2009年7月18日土曜日

清志郎さん「ぼくの好きな先生」も弔問

 悲しみは、悲しいと書くのではなく、伝えなければならない。丁寧に手を尽くして。
 
 

 この日午後4時4分、都内の自宅から清志郎さんの遺体を運ぶ車が、密葬会場に向けて出発すると、晴天の上空に虹が2本のアーチを架けた。雨上がりの空でもないのに…。気象庁に問い合わせても「極めて珍しい」という現象は、カラフルなメークと衣装で観客を酔わせた「清志郎ルック」の名残のようだった。

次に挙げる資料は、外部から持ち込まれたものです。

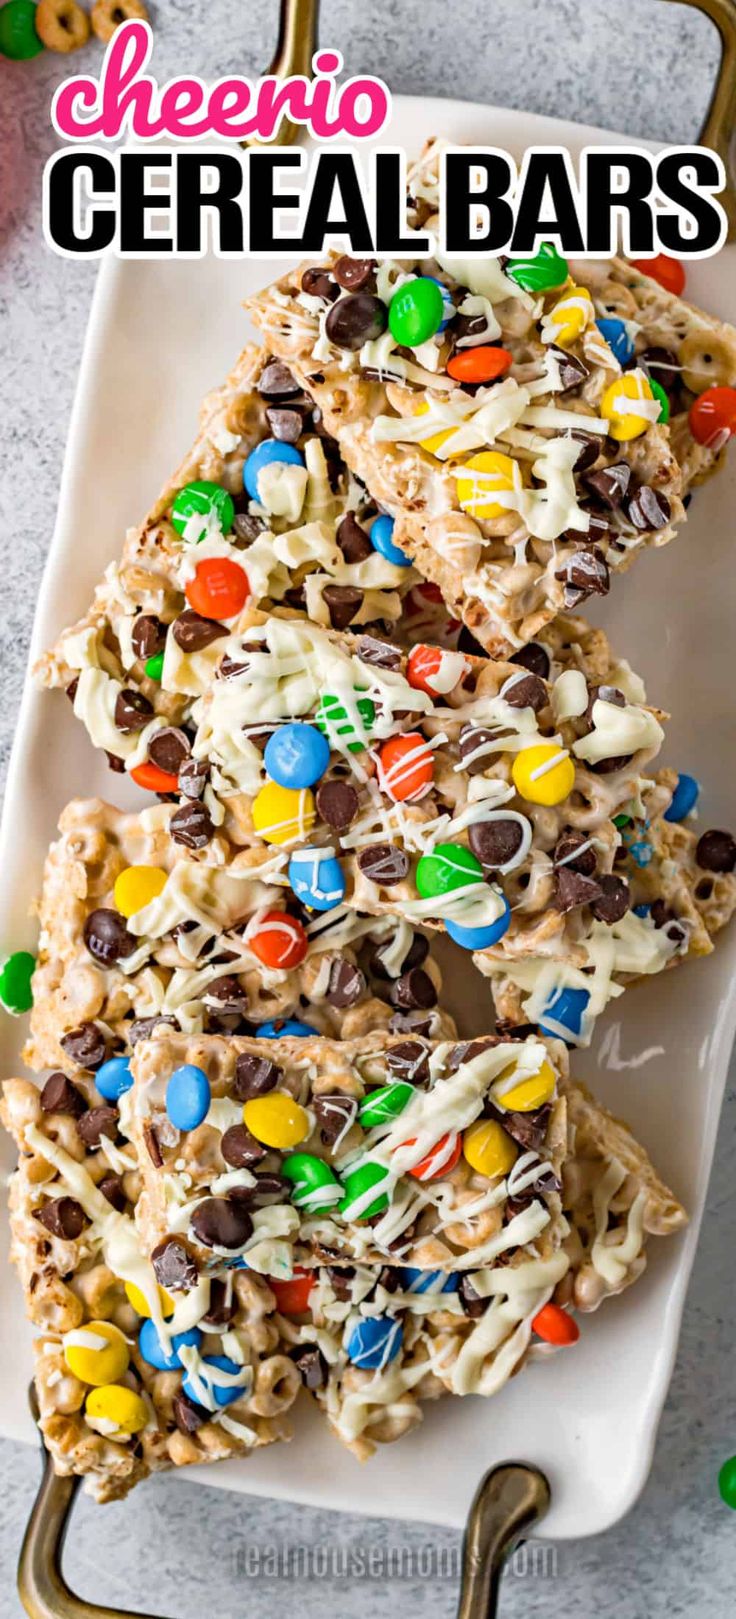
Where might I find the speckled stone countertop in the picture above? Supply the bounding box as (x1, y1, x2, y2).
(1, 2, 735, 1615)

 ひつぎの清志郎さんは喉頭がんを克服して行った08年の日本武道館で着用した、関係者が「これしかない」というピンクのスーツを着ていた。場内に清志郎さんの歌が流れ、遺影は微笑んでいた。午後6時から近親者のみの密葬に親交の深い友人たちも参列した。RCサクセションのギタリストで第一の親友仲井戸麗市は沈んだ表情をサングラスで隠した。坂本も陽水も竹中も険しい顔つきで言葉はなかった。

 悲しみの中、松葉杖をつきながら、清志郎さんに別れを告げたのは日野高3年時の担任教師、小林先生だった。フォークバンド時代のRCが初めて飛ばしたヒット曲「ぼくの好きな先生」のモデルになった美術教師だ。かつて漫画家や画家を目指した清志郎さんが同曲で「劣等生のこの僕に すてきな話をしてくれた ちっと先生らしくない ぼくの好きな先生」と歌った小林先生は柔和な笑顔で「実際は苦しんだか分からないけれど、穏やかに逝った顔だったよ」と、と語り始めた。

 高校を卒業して40年。清志郎さんが慕い続け、最後まで親交が深かった。2月の同高美術部の「OB展」が、最後の対面となった。「病気があるから、元気なうちに話したかったようだ。回復しているように見えたんだけどなぁ…」と無念がポロリとこぼれた。

 清志郎さんは目立たない生徒だったが、気遣いを忘れず「レコードを出したときもね。(モデルにして)『先生に迷惑をかけちゃったかなぁ』って気にしていたよ」と振り返った。職員室より教室でキャンバスに向かうことが多かった小林先生は、体制にこびないパフォーマンスを繰り返した清志郎さんの原点だったに違いない。恩師が当時の顔を思い出しながら「よく頑張った。ゆっくり安め」と、ひつぎの教え子に語りかけるころ、虹が映えた青空に夜のとばりがおりていた。